That’s how probability theory is designed.

All probabilities are 0-1 inclusive. If you add 2 events which are probability 0.6 and 0.7, they will overshoot one.

However if you multiply probabilities, they will never go above 1.

**Example**

Event A = draw King

Event B = draw Diamond

P(A) = 4/52

P(B) = 1/4

Event C = draw King Diamond = draw King and draw Diamond

P(C) = P(A and B) = P(A) * P(B) = 4/52 * 1/4 = 1/52 (Note multiplication, not addition)

We multiply so the numerator of P(A) cancels the denominator of P(B).

In the end the overall denominator remains at 52, makes sense because we select 1 out of 52. The overall numerator is 1, which is also correct because there is 1 King Diamond.

P.S Note that this example is contrived and was purposely selected to have numerator and denominator with exactly same raw counts to be cancellable and allows easy relating to their physical meaning. Understanding various interpretations of probability is helpful: https://www.stat.berkeley.edu/~stark/SticiGui/Text/probabilityPhilosophy.htm

Look up any probability tree and you’ll see something like this.

The tree maps out all possible outcomes, and the paths to get there.

Outcomes are ordered, so H,T is not T,H. In school exams, things can tricky when they define “derived” outcomes that require you to merge multiple outcomes (eg. Find probability that outcomes contains 1 head and 1 tail, no matter the order.) **This is when you add** 1/4 + 1/4 = 2/4.

We move from left to right, **multiplying along the way**, until we each the desired outcome.

We do this multiple times until we find all the outcomes. (Of course this is just to demonstrate the thinking process of a student in an exam, in a real problem all outcomes can be precalculated and ready to be summed/returned by the program, with program maintenance involving updating accurate probabilities along the paths and precalculating the updated outcomes again, assuming this tree is not too big).

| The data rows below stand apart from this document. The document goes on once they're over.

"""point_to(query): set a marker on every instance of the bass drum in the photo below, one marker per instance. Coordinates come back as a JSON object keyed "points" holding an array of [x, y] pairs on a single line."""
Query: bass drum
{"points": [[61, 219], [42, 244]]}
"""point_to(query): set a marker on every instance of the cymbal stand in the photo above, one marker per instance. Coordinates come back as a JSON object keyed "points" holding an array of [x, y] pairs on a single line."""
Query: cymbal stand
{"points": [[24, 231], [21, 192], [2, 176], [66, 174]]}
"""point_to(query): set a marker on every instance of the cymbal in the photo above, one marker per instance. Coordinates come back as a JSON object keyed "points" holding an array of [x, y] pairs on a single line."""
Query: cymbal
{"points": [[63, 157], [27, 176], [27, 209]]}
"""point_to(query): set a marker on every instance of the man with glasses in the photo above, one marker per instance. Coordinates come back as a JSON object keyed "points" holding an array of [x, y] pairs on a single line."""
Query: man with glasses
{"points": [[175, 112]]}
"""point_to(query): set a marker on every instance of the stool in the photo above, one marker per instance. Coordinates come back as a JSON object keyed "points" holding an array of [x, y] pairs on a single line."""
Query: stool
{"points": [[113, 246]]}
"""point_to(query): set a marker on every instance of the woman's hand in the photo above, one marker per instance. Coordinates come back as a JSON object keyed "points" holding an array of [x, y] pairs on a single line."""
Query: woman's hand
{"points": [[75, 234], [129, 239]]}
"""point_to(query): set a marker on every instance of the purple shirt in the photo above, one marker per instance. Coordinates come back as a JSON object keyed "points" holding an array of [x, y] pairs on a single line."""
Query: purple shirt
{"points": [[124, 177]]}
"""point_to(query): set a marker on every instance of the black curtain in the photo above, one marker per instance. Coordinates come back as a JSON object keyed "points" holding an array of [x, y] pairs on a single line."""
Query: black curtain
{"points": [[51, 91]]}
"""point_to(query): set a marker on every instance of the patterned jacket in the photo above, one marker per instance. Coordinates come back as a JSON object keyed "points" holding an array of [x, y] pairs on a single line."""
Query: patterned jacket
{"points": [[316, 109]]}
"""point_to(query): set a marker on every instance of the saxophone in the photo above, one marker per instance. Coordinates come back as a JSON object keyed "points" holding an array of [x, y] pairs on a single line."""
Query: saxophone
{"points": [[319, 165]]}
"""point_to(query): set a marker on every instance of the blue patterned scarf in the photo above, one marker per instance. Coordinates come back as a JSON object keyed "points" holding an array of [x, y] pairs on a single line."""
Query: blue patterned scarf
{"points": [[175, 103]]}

If we wanted to interpret any path that doesn’t connect to the root of the tree, then it’s a conditional probabilty. The more rightwards you go, the more events that edge is conditional on.

For example if we look at the 4 edges in “Second Flip” column, all of them can be described by “Given the First Flip = X, what is Second flip?”. Notation will be P(2nd flip = X | 1st flip = Y).

So the overall Tree for your problem has 2 branches from root {Spam , Not Spam}. Once we move 1 step rightwards into the Spam route, we now look at the current tree from this point to get all the w1|spam , w2|spam…

(From https://www.quora.com/Why-do-we-multiply-the-probability-of-independent-events)

Imagine this example is also a tree. Now imagine we take all the 5 branches from A and squeeze them together into B. This squeezing together expresses an idea of “factorization”, like XZ+ YZ = (X+Y)Z.

If how you travel from B-C is **independent** of how you travel from A-B then no matter which of 5 paths you take from A-B, the same 3 B-C probabilities apply. So instead of drawing 5 versions of B, each with 3 paths to C to result in a tree with 15 outcomes, we factorize the 5 versions of B into 1 B.

You can substitute the 5 A-B edges as tossing a die (6 edges), and the 3 B-C edges as flipping a coin (2 edges) to think through it again. Tossing a die and flipping a coin and got nothing to do with each other, so should be independent. **P(2 on die and Head on coin)** = 1/6*1/2 = 1/12. (**Multiply because you are walking along this probability tree**). If Coin toss was dependent on die outcome, then the 2nd term may be fluctuating with 1/2, 1.1/2, 0.8/2, … (6 fractions depending on 6 outcomes of die), then we cannot simply just blindly multiply the 6 die outcomes by the same 1/2. You can swap this whole reasoning to 1/2 * 1/6 too (independence is a symmetric relation).

Even if you really think things should be dependent based on personal experience, if the coin toss distribution remains at 1/2 for each outcome no matter what die outcome, then in probability theory, they are considered independent, and if you want to use that theory, that is the correct terminology for communication.

In your original problem, if there are 100 words, the tree will be 100 edges wide (How they are ordered from left to right doesn’t matter). Each column of edges represent the probability distribution of 1 word. Finding the probability of 1 set of 100 words in a prediction sample involves choosing 1 word from each of the 100 columns of edges, looking at that 1 words’ probability in the probability distribution (PMF) of that column, repeating this 100 times going from left to right, and multiplying them together. This whole process is done 1x for each class {Spam , Not Spam}.